Under the Code on Wages, fixed term employees are now eligible for payment of gratuity if they serve for a minimum period of one year.
Earlier, there was no fixed ratio of wages and allowances and companies used to depress wages opting for higher allowances to reduce social security deposits for employees.
Under the new Codes, wages now include basic pay, dearness allowance, and retaining allowance.
If the share of allowances including house rent allowance, conveyance allowance among others exceed 50 per cent of total remuneration, the labour code now mandates that the excess amount of 50 per cent will be added to the wage. This is done to ensure that at least 50 per cent of the remuneration is counted as 'wages', and helps increase social security contributions for workers.
In an interview with Business Standard last month, labour secretary Gurnani had said that the intention is to discourage the tendency to depress the wage and increase allowances. “It (the labour code provision) will increase the contribution to gratuity, which is something the employer has to give.
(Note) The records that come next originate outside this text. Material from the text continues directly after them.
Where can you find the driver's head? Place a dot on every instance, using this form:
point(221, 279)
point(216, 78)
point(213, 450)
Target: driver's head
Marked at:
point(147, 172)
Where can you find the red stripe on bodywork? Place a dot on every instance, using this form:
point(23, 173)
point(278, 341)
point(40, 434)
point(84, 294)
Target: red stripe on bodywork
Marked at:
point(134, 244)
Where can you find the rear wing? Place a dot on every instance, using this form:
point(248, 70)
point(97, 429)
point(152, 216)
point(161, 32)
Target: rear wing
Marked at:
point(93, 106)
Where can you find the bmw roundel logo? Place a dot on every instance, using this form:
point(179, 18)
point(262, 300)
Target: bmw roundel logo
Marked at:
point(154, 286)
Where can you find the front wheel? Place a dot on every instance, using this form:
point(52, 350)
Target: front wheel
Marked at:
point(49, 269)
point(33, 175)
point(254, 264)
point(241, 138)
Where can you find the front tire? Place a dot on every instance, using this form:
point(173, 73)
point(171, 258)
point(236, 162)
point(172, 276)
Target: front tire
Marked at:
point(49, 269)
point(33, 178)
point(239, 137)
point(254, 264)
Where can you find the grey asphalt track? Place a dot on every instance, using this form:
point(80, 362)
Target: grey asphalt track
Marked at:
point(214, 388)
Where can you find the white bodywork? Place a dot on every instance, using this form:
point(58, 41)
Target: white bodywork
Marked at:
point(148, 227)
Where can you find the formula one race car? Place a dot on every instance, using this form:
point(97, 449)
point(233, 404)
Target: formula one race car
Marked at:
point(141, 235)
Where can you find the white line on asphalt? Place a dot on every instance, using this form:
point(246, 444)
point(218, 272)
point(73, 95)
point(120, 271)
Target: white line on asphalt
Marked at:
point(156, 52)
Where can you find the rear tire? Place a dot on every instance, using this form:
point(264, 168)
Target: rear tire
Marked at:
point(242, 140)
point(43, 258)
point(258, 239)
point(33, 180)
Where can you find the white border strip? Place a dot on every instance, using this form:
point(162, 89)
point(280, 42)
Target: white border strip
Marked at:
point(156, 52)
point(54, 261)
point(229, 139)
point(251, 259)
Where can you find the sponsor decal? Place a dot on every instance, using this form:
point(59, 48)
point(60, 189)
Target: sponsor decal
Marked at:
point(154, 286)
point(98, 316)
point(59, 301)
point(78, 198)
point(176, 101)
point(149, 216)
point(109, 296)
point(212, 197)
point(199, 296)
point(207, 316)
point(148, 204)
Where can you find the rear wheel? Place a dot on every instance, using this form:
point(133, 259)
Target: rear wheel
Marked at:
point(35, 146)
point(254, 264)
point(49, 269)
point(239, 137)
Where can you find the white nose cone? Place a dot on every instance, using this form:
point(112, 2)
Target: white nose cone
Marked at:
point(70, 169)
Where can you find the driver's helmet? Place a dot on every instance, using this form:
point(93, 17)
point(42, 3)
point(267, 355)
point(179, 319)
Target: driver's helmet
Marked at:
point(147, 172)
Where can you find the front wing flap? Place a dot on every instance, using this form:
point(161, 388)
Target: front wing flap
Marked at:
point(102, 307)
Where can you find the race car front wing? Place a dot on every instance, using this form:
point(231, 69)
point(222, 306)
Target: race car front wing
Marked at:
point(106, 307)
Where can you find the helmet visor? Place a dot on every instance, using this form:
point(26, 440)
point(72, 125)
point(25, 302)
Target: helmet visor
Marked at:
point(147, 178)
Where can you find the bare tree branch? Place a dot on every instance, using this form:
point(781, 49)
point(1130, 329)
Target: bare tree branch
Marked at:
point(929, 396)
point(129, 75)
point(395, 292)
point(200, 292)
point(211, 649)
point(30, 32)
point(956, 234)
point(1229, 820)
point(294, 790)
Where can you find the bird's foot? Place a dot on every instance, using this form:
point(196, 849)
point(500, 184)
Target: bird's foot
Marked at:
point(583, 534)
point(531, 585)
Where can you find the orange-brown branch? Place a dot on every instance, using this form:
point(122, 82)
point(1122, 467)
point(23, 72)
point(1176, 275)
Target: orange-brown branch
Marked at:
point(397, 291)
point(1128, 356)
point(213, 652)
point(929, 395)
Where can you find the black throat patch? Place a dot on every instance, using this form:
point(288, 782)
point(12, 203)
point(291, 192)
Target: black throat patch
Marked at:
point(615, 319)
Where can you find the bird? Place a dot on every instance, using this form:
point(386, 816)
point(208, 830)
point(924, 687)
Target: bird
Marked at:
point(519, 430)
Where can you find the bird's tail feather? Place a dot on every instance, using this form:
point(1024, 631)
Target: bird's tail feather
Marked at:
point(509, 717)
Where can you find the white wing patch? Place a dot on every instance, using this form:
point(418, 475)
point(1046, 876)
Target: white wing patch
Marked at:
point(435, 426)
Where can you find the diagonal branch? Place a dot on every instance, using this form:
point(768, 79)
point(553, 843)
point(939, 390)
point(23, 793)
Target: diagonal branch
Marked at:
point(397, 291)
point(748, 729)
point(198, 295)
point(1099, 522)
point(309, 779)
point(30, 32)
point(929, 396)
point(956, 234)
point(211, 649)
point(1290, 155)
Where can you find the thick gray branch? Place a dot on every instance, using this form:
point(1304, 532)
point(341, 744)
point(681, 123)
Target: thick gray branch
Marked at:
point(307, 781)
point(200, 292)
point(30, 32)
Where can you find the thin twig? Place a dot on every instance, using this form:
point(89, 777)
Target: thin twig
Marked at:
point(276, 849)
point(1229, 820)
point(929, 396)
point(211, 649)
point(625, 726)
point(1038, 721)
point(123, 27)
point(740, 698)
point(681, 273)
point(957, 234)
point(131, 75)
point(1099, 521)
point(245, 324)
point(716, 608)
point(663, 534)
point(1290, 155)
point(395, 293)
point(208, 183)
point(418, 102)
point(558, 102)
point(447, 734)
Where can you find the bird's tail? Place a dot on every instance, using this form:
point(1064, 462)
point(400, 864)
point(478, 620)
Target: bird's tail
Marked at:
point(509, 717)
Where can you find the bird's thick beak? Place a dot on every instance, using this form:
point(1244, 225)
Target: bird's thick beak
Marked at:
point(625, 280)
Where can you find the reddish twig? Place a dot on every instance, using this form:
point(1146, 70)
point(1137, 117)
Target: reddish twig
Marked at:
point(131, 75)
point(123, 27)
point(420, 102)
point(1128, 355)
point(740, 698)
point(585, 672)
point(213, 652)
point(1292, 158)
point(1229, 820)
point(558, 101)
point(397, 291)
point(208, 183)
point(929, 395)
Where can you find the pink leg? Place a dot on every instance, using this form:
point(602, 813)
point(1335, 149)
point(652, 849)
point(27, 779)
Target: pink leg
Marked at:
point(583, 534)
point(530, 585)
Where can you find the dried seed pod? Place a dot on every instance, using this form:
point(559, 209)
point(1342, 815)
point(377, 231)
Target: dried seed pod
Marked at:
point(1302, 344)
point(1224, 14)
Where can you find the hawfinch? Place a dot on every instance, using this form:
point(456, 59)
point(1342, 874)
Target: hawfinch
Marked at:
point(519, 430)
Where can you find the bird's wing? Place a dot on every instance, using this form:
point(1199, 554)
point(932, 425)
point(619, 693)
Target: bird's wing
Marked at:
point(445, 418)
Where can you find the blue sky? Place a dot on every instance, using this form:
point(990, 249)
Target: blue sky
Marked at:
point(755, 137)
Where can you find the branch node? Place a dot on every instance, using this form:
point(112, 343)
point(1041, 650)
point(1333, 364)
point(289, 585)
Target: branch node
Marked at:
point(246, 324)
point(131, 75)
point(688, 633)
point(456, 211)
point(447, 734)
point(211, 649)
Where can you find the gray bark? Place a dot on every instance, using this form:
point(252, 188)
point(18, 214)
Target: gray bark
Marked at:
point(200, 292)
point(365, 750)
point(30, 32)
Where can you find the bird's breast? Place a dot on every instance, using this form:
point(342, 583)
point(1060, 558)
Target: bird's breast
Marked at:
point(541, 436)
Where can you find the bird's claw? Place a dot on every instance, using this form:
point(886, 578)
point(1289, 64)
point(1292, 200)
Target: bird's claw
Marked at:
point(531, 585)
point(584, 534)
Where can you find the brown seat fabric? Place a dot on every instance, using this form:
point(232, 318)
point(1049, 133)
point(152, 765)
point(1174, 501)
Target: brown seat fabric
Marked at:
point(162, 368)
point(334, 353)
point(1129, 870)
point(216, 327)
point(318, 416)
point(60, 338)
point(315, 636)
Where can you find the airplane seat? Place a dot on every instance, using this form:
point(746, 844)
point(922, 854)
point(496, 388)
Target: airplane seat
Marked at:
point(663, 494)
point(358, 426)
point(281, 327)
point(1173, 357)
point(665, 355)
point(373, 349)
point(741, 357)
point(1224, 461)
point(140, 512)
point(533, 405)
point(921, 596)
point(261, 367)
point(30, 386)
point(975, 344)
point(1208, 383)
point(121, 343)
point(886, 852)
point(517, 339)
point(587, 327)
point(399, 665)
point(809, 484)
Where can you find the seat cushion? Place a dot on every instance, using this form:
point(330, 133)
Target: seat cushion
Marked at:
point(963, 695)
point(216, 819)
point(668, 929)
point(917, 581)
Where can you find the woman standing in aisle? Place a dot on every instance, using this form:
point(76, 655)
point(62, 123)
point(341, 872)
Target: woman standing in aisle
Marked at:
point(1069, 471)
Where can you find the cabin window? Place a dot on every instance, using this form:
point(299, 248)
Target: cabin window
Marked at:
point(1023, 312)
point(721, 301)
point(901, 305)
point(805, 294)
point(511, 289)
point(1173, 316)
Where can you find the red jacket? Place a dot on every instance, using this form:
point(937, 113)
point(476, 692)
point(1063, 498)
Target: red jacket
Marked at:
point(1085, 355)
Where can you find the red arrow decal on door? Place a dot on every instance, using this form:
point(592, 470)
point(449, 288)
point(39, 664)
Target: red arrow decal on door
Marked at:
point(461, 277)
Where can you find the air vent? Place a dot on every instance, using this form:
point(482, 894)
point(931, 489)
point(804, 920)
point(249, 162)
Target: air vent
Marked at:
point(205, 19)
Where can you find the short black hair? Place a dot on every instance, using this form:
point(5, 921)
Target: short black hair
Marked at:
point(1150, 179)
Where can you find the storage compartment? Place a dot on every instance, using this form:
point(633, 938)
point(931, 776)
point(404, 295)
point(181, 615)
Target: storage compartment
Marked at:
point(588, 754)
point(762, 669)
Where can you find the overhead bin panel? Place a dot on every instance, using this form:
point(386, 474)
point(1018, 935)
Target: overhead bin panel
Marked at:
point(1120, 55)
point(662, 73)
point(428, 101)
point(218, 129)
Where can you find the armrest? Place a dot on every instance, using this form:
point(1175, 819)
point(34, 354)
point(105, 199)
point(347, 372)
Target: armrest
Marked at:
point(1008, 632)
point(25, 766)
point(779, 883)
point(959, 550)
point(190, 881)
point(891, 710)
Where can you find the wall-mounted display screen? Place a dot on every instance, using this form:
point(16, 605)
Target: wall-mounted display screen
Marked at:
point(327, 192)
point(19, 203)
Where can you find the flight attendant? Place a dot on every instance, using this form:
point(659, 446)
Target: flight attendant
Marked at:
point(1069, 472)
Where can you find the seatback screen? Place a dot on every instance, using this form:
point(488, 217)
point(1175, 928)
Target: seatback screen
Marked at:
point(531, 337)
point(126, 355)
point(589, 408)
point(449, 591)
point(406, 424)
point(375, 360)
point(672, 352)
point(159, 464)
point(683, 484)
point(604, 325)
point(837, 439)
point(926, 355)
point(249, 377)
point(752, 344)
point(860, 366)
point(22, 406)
It will increase the maternity benefit, which is linked to the wage and is, again, the employer’s responsibility,” she added.
The meeting on Wednesday was attended by industry representatives from the Confederation of Indian Industry (CII), Federation of Indian Chambers of Commerce & Industry (FICCI), Associated Chambers of Commerce and Industry of India (Assocham) and Federation of Indian Micro and Small & Medium Enterprises (FISME), among others.